First, the principle of interprocess communication
Each process has its own user address space, and the global variables of any process can not be seen in another process. Therefore, the exchange of data between processes must open a buffer in the kernel through the kernel. Process 1 copies data from user space to the kernel buffer, and process 2 reads data from the kernel buffer. The mechanism provided by the kernel is called process. Intercommunication (IPC)

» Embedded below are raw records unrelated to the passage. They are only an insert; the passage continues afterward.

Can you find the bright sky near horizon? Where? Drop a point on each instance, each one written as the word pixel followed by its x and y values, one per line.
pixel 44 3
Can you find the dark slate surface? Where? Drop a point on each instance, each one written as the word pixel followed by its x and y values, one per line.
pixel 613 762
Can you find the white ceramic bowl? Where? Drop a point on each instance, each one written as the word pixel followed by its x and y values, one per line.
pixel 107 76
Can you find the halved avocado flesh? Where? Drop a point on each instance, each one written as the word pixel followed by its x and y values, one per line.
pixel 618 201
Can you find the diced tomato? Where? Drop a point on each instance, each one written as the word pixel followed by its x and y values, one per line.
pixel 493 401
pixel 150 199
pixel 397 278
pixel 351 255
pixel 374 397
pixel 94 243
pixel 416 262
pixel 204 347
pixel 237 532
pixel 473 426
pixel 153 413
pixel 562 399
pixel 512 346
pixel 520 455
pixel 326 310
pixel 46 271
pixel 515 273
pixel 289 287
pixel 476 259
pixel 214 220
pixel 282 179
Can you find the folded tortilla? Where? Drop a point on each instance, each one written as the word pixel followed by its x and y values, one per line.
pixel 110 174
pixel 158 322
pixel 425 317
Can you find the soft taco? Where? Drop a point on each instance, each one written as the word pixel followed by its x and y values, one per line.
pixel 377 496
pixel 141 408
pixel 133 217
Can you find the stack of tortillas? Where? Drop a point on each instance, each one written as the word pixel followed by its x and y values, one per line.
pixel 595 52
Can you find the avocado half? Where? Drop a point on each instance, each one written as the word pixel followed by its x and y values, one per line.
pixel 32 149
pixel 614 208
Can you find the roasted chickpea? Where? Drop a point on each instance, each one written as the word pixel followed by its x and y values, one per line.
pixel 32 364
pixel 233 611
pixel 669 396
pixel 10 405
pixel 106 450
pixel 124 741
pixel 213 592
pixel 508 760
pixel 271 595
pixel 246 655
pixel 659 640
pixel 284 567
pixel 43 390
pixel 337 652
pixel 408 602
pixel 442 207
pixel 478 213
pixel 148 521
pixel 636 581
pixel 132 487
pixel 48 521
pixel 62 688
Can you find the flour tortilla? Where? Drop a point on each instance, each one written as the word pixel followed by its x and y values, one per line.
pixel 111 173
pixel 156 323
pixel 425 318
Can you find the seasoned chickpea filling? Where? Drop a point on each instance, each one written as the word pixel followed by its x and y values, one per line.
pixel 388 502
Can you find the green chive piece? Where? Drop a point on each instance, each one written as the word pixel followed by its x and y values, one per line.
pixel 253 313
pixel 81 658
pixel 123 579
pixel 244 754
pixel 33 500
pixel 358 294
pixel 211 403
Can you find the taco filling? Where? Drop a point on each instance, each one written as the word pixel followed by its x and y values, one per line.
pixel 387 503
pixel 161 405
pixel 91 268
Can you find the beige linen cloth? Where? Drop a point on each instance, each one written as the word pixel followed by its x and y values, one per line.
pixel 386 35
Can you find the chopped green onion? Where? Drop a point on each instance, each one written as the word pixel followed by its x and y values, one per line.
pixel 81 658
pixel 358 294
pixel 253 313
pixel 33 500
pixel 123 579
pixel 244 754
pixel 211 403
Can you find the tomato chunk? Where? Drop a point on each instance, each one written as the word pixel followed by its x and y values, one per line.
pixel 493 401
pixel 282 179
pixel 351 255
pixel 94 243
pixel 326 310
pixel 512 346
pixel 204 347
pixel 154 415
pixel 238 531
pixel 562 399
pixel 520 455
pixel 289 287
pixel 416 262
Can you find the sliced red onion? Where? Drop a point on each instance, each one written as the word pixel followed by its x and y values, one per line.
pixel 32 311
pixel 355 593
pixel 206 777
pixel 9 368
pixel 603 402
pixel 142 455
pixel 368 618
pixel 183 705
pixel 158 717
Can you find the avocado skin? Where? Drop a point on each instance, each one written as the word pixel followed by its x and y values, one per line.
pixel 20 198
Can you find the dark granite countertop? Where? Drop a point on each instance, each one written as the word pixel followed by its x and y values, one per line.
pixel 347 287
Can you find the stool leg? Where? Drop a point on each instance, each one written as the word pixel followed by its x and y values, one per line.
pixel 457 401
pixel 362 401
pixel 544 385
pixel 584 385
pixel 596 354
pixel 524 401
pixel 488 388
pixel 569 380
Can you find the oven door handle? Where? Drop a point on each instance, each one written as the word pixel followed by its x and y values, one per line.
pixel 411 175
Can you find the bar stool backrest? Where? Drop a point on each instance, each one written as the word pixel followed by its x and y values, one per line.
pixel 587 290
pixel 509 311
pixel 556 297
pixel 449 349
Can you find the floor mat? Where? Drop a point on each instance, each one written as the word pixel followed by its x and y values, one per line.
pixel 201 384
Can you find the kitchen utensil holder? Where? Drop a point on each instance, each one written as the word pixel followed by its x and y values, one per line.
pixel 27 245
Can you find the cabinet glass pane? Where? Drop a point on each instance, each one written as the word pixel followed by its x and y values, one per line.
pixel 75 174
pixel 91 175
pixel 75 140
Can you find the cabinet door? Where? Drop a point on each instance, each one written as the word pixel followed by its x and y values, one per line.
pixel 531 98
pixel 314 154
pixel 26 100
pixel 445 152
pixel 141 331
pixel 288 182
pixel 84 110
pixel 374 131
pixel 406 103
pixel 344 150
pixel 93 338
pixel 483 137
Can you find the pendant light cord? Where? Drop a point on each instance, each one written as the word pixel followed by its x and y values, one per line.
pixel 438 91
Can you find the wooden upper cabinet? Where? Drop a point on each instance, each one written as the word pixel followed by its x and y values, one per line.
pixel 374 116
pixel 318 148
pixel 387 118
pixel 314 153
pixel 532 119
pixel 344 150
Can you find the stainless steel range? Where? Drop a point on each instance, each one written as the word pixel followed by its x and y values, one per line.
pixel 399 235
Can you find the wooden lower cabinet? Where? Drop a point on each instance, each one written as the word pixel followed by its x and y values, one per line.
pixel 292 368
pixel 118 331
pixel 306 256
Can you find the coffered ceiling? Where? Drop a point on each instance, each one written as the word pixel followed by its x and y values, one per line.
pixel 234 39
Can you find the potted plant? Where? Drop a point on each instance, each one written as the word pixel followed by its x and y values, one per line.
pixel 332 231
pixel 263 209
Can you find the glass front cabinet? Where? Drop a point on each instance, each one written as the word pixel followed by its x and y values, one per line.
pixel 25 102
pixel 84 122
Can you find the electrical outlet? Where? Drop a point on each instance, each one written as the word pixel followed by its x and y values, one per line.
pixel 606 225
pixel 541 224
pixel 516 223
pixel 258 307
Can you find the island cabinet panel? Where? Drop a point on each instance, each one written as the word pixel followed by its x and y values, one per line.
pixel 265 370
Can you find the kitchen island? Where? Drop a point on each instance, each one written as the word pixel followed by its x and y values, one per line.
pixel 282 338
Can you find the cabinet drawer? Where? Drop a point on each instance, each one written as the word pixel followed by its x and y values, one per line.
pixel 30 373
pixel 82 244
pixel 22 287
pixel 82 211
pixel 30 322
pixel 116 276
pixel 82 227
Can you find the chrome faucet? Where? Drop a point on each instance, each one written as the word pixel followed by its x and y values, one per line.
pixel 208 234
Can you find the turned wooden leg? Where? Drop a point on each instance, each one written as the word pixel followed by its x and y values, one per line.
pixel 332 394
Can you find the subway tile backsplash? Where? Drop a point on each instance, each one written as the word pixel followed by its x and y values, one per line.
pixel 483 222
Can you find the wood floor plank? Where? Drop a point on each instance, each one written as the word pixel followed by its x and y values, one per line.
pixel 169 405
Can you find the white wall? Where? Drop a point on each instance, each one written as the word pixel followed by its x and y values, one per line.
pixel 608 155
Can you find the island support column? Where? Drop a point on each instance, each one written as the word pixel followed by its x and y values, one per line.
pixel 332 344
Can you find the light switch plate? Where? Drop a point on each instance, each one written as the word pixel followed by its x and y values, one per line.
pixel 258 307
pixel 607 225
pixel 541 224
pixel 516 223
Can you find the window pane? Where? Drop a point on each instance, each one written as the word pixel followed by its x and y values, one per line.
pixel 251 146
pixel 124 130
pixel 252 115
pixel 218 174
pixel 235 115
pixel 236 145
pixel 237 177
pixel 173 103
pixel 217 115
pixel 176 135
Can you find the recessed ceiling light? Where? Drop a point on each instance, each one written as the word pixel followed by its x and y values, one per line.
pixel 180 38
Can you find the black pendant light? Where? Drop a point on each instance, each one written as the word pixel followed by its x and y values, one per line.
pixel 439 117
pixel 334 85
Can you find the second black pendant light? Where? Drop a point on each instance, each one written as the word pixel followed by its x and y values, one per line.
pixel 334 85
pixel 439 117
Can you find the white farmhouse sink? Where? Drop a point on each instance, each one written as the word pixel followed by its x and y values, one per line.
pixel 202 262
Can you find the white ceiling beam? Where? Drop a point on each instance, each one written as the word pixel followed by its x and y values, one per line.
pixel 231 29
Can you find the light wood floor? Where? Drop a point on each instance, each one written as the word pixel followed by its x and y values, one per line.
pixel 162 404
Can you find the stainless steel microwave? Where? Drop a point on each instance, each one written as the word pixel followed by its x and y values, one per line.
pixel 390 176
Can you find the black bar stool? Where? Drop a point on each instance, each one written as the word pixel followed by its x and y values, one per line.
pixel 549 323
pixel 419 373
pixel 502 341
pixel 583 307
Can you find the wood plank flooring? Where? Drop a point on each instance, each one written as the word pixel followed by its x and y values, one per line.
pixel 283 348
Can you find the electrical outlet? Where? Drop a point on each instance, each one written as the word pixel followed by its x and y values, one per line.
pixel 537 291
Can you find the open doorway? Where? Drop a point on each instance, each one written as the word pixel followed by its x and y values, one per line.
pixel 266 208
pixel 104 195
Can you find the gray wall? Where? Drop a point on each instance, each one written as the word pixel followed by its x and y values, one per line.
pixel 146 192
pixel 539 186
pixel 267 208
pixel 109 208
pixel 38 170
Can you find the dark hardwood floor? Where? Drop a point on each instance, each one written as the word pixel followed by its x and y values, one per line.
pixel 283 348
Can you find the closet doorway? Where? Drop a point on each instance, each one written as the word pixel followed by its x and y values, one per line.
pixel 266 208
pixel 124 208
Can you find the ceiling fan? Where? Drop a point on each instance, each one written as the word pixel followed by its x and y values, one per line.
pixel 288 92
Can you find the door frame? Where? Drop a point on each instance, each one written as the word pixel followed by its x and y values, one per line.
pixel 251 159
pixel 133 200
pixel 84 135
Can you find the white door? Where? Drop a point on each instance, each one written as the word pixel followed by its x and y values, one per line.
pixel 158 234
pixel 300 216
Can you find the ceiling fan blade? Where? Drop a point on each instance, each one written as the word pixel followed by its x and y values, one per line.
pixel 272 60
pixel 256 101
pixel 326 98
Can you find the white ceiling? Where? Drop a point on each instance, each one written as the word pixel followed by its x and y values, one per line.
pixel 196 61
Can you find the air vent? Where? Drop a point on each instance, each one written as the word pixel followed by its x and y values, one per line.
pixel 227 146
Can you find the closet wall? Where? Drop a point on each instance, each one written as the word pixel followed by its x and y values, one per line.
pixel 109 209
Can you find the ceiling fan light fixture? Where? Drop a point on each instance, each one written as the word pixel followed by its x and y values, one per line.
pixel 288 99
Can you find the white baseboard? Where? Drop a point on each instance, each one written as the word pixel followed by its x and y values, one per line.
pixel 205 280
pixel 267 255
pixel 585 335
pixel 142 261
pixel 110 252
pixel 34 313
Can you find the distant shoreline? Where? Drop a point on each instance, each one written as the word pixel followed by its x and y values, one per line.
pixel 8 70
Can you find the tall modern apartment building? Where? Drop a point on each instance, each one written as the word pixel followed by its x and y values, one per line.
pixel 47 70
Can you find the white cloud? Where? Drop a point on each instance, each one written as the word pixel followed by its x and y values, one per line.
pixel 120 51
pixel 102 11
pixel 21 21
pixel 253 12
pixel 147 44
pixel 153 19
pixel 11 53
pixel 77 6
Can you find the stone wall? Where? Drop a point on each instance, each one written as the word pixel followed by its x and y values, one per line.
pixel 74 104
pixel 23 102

2. Interprocess Communication-Pipeline
(1) Anonymous Pipeline
Anonymous pipeline is a basic IPC system, which is created by pipe function.
#include <unistd.h>
int pipe(int fd[2]);
The pipe function call successfully returns 0, the call fails to return - 1, the parameter is the file descriptor, fd[0] points to the pipeline reader, fd[1] points to the pipeline writer, and the pipeline is like an open file that can be read(fd[0]) or written (fd[1]) to read and write.
(1) Ideas for verifying anonymous pipelines:
(1) The parent process calls pipe to open up the pipeline and gets two file descriptors pointing to both ends of the pipeline.
(2) The parent process calls fork to create a child process, and the two file descriptors of the child process point to the same pipeline reader and writer.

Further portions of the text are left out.